While the émigré impact was obvious, assessing their impact is another matter. To assert that their migration was for the good of music in America and Britain and leave it at that is to read history backwards, from the point of view of the victors. On the other hand, to assert that their immigration stifled the development of a native American music is to retreat into an isolationist fantasy. For all the good the migration produced, there was also a cost to the music of the host countries, and the nuanced balance sheet remains to be drawn up.
American abd British musicology followed a similar path. Early American musicology, a fledgling discipline from the founding of The Musical Quarterly in 1915 until the arrival of the first refugees, had cast a bold amateur net across the European continent, south to Latin America, and along the Pacific and Indian Ocean rims. By 1950 the émigrés established musicology as a profession and institutionalized it in colleges and research universities; but as they accomplished that feat, they had narrowed the field's focus, concentrating on the Central European tradition they had brought with them and studying it exclusively in terms of philology and style analysis. The critical editions that sit in the stacks of our research libraries bear silent witness to their program. The émigré model remained dominant into the 1980s, long after the passing of their generation, thanks to the teachings and writings of their students. Only in the past three decades have alternative critical models emerged, and with them acceptance of world and vernacular American repertories as legitimate subjects of scholarly investigation.
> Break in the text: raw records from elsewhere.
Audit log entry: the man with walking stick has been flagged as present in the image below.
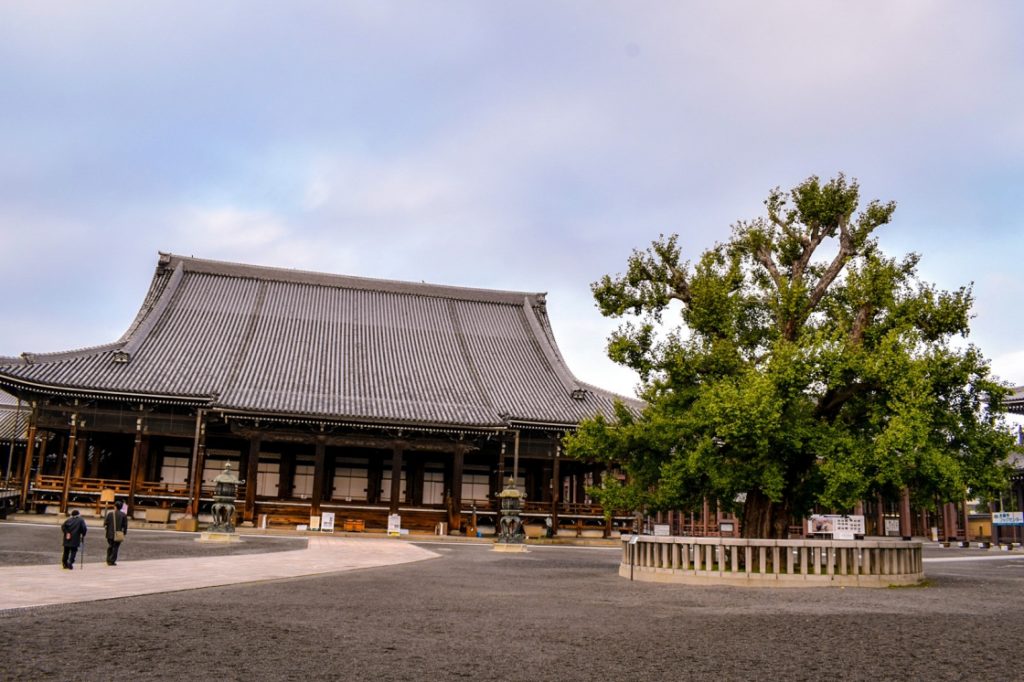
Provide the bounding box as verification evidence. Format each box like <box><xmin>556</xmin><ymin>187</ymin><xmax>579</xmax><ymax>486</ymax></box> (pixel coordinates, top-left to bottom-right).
<box><xmin>103</xmin><ymin>500</ymin><xmax>128</xmax><ymax>566</ymax></box>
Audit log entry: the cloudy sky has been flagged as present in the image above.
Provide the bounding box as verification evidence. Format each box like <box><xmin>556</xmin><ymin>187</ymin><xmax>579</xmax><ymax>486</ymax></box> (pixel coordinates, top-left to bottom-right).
<box><xmin>0</xmin><ymin>0</ymin><xmax>1024</xmax><ymax>401</ymax></box>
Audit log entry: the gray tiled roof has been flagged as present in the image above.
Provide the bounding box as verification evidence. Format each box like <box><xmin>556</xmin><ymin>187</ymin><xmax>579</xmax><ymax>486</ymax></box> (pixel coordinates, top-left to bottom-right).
<box><xmin>0</xmin><ymin>391</ymin><xmax>29</xmax><ymax>442</ymax></box>
<box><xmin>1007</xmin><ymin>386</ymin><xmax>1024</xmax><ymax>415</ymax></box>
<box><xmin>0</xmin><ymin>254</ymin><xmax>636</xmax><ymax>426</ymax></box>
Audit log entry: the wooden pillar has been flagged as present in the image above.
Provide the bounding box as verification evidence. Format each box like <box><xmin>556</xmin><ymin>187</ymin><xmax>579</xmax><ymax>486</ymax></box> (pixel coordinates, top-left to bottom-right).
<box><xmin>964</xmin><ymin>497</ymin><xmax>971</xmax><ymax>545</ymax></box>
<box><xmin>22</xmin><ymin>417</ymin><xmax>36</xmax><ymax>511</ymax></box>
<box><xmin>367</xmin><ymin>455</ymin><xmax>384</xmax><ymax>505</ymax></box>
<box><xmin>389</xmin><ymin>445</ymin><xmax>402</xmax><ymax>514</ymax></box>
<box><xmin>60</xmin><ymin>414</ymin><xmax>78</xmax><ymax>514</ymax></box>
<box><xmin>700</xmin><ymin>498</ymin><xmax>711</xmax><ymax>538</ymax></box>
<box><xmin>406</xmin><ymin>457</ymin><xmax>427</xmax><ymax>507</ymax></box>
<box><xmin>551</xmin><ymin>443</ymin><xmax>562</xmax><ymax>536</ymax></box>
<box><xmin>72</xmin><ymin>438</ymin><xmax>87</xmax><ymax>480</ymax></box>
<box><xmin>449</xmin><ymin>443</ymin><xmax>466</xmax><ymax>530</ymax></box>
<box><xmin>278</xmin><ymin>446</ymin><xmax>295</xmax><ymax>500</ymax></box>
<box><xmin>512</xmin><ymin>429</ymin><xmax>519</xmax><ymax>485</ymax></box>
<box><xmin>899</xmin><ymin>487</ymin><xmax>913</xmax><ymax>540</ymax></box>
<box><xmin>186</xmin><ymin>409</ymin><xmax>206</xmax><ymax>516</ymax></box>
<box><xmin>942</xmin><ymin>502</ymin><xmax>956</xmax><ymax>543</ymax></box>
<box><xmin>497</xmin><ymin>440</ymin><xmax>505</xmax><ymax>493</ymax></box>
<box><xmin>242</xmin><ymin>434</ymin><xmax>260</xmax><ymax>523</ymax></box>
<box><xmin>309</xmin><ymin>436</ymin><xmax>327</xmax><ymax>516</ymax></box>
<box><xmin>126</xmin><ymin>417</ymin><xmax>142</xmax><ymax>518</ymax></box>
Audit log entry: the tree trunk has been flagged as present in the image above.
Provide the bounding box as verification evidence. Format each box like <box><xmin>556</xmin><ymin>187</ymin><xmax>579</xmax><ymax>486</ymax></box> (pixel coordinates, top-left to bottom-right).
<box><xmin>740</xmin><ymin>491</ymin><xmax>792</xmax><ymax>540</ymax></box>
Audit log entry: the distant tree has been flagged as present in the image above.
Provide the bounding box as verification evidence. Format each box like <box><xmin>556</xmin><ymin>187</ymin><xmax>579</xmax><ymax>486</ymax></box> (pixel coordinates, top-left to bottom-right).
<box><xmin>566</xmin><ymin>174</ymin><xmax>1012</xmax><ymax>538</ymax></box>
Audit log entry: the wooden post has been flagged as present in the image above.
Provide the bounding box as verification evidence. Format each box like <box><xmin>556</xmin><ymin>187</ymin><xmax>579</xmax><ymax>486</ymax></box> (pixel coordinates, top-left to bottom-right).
<box><xmin>551</xmin><ymin>443</ymin><xmax>562</xmax><ymax>536</ymax></box>
<box><xmin>512</xmin><ymin>429</ymin><xmax>519</xmax><ymax>485</ymax></box>
<box><xmin>498</xmin><ymin>440</ymin><xmax>505</xmax><ymax>493</ymax></box>
<box><xmin>242</xmin><ymin>435</ymin><xmax>260</xmax><ymax>523</ymax></box>
<box><xmin>449</xmin><ymin>443</ymin><xmax>466</xmax><ymax>530</ymax></box>
<box><xmin>60</xmin><ymin>414</ymin><xmax>78</xmax><ymax>514</ymax></box>
<box><xmin>186</xmin><ymin>408</ymin><xmax>206</xmax><ymax>516</ymax></box>
<box><xmin>964</xmin><ymin>495</ymin><xmax>971</xmax><ymax>545</ymax></box>
<box><xmin>309</xmin><ymin>436</ymin><xmax>327</xmax><ymax>516</ymax></box>
<box><xmin>22</xmin><ymin>419</ymin><xmax>36</xmax><ymax>511</ymax></box>
<box><xmin>367</xmin><ymin>455</ymin><xmax>384</xmax><ymax>505</ymax></box>
<box><xmin>897</xmin><ymin>487</ymin><xmax>913</xmax><ymax>540</ymax></box>
<box><xmin>389</xmin><ymin>444</ymin><xmax>402</xmax><ymax>514</ymax></box>
<box><xmin>126</xmin><ymin>417</ymin><xmax>142</xmax><ymax>518</ymax></box>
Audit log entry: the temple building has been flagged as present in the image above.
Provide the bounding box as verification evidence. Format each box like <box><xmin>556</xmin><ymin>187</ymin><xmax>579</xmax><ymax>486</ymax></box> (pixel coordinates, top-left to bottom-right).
<box><xmin>0</xmin><ymin>254</ymin><xmax>640</xmax><ymax>531</ymax></box>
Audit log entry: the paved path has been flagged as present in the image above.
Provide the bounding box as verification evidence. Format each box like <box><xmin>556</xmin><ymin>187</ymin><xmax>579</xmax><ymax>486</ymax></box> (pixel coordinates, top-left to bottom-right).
<box><xmin>0</xmin><ymin>537</ymin><xmax>437</xmax><ymax>610</ymax></box>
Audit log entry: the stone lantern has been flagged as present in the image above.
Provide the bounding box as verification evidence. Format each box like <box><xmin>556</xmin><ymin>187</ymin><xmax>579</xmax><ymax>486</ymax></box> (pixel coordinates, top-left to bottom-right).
<box><xmin>200</xmin><ymin>462</ymin><xmax>245</xmax><ymax>542</ymax></box>
<box><xmin>495</xmin><ymin>478</ymin><xmax>526</xmax><ymax>552</ymax></box>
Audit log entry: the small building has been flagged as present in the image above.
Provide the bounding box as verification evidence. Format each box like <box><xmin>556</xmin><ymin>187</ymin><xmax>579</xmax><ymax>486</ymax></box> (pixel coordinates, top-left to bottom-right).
<box><xmin>0</xmin><ymin>254</ymin><xmax>640</xmax><ymax>530</ymax></box>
Since tracing and evaluating the impact of the émigrés on the culture and production of American music is a social study built on personal stories, so too is the impact of America on the émigrés. Who adapted successfully to America, and on what terms? Who did not? Although we find many successes and signal failures, it is the gray area in between failure and success that is most instructive, particularly when considering those musicians who did well but never managed a successful personal transition, retaining instead their European identities and predilections. Many stayed in the United States, usually for financial and family reasons, while others returned to Europe, either for good or for long regular visits, after the war's rubble began to clear.
Adaptation was related to personal factors, among them a person's age, personality, English-language fluency, and, in the cases of performers and composers, their reputation in America and the influence of their American publishers and agents. Here individual narratives play a vital role. The canvas is a sweeping one, with stories of every stripe from the inspiring to the heartbreaking, many of them buried in archives, obscure journals, newspapers, and memoirs.
I published four major articles on the subject beginning in 1999. In December 2012 I published Torn Between Cultures: A Biography of Kathi Meyer-Baer, a distinguished music scholar and bibliographer who was the second woman ever to receive a Ph.D. in musicology (Leipzig 1915). Unable to find a position in the German academic world as a woman and a Jew, she earned a living as a journalist in the 1920s, published as an independent scholar, and managed the largest private music library on the continent. In 1938 she fled with her husband and child to France, then two years later to the United States, where she encountered many of the same professional hurdles she had found in Europe. Nevertheless, she produced a large and varied output of books and articles and maintained a lively presence in the American musicological community. I am now planning a second book, an account of the involvement of the great American and British academic assistance committees of the 1930s in the rescue of émigré music scholars, their establishment of productive new lives as scholars and teachers in their host countries, and their impact on the field of musicology in those countries.